The Avengers/Cabin in the Woods
Five years ago, if you had told me Joss Whedon would have not just one, but TWO movies in theaters in the same year, I would have said you were crazy.
And if you had told me that they would both be great, and that one of them would be the biggest moneymaker of the summer? And the third-highest-grossing movie in history?
As I told my friend: So, are we finally able to stop calling Whedon a cult phenomenon? Because his movie made over a billion dollars…
And Cabin in the Woods? The horror movies that mocks horror movie conventions, while still using them? The movie that has the most insane final 20 minutes I’ve seen in a theater possibly ever? (Oh. Outside of Crank 2. Which was CRAZY.)
It was a movie made for people like me. It’s not often that I get one of those in theaters, as opposed on video when no one is looking…
When I was trying to compile a list o’ things I loved this year, this was, for a while, the only movie I could think of. It’s a little overlong, but the script is covered in memorable one-liners, the actresses are all on their absolute A game, and watching a bunch of college kids making music just for the love of making music?
This one was made for me, too.
Also: Anna Kendrick. Can we just put her in everything? Such a good actress, such a great voice.
John Green: The Collected Works
A student of mine took to her blog to talk about how she was a huge fan of John Green, and in particular his newest book The Fault in Our Stars.
I picked up Fault, read it, and dug it enough to backfill all of John’s other novels.
John seems like a fine fellow, and he works hard to make his YA novels bounce past the clichés of YA. The only problem is that they tend to land in the clichés of indie film because of that.
No matter. The guy clearly loves language, loves his characters, and loves putting his stories into oddball but still mostly believable situations.
And I must go back to the fact that I chewed through all of his books in about two months, which I haven’t done since I discovered Rob Thomas.
While I love Rob Thomas, he never managed to write a scene where someone takes a knee to the groin in a way I would describe as “poetic.”
Brendan Halpin: Tessa Masterson Will Go To Prom
Yeah, he wrote it with someone else, but my only real complaint about this book is that I can never remember the title. (I keep calling her Tess.)
Look, it’s a book about a lesbian that wants to go to prom in a town that hates the idea of it happening. If you’re not into the idea, it won’t work for you.
But looking back on reading it, I think this is the John Hughes movie that John never lived to write and direct. And unlike John Green’s books, which seem to go out of their way to have more ambiguous endings, this one ties up pretty neatly.
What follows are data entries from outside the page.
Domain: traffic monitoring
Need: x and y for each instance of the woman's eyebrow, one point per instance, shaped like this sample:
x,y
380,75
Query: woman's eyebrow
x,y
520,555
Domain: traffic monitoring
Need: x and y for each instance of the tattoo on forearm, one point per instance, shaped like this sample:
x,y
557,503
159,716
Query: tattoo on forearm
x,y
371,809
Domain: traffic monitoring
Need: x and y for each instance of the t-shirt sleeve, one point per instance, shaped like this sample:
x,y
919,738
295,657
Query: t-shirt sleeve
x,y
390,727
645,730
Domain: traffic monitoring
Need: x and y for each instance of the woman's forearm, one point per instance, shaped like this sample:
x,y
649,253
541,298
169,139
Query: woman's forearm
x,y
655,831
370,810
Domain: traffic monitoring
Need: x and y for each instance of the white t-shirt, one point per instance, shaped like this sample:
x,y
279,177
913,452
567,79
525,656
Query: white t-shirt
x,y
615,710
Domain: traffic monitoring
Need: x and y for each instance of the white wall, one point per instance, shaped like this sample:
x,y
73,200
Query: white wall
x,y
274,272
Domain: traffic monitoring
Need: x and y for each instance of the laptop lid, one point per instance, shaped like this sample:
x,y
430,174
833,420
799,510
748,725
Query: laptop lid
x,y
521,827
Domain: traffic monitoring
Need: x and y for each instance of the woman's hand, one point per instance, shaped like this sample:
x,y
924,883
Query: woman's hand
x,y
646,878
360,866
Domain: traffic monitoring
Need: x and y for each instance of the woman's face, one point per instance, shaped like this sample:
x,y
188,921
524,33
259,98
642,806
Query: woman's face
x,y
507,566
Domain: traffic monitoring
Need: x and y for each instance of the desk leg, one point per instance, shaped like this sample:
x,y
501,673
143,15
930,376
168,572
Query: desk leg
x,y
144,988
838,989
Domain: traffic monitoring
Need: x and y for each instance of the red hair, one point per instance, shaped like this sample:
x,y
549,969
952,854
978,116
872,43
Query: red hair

I am, quite frankly, shocked that someone hasn’t kicked 5 million into it and turned it into an indie flick starring a couple of former Disney channel stars looking to branch out.
Or maybe I’m cynical.
Which, hey, loops me right around.
There was other stuff I dug, too. But I’m at 1900 words. 1900 words of happy. Well, probably more like 400 of whining and 1500 of happy, but that’s pretty good, right? More than 75%!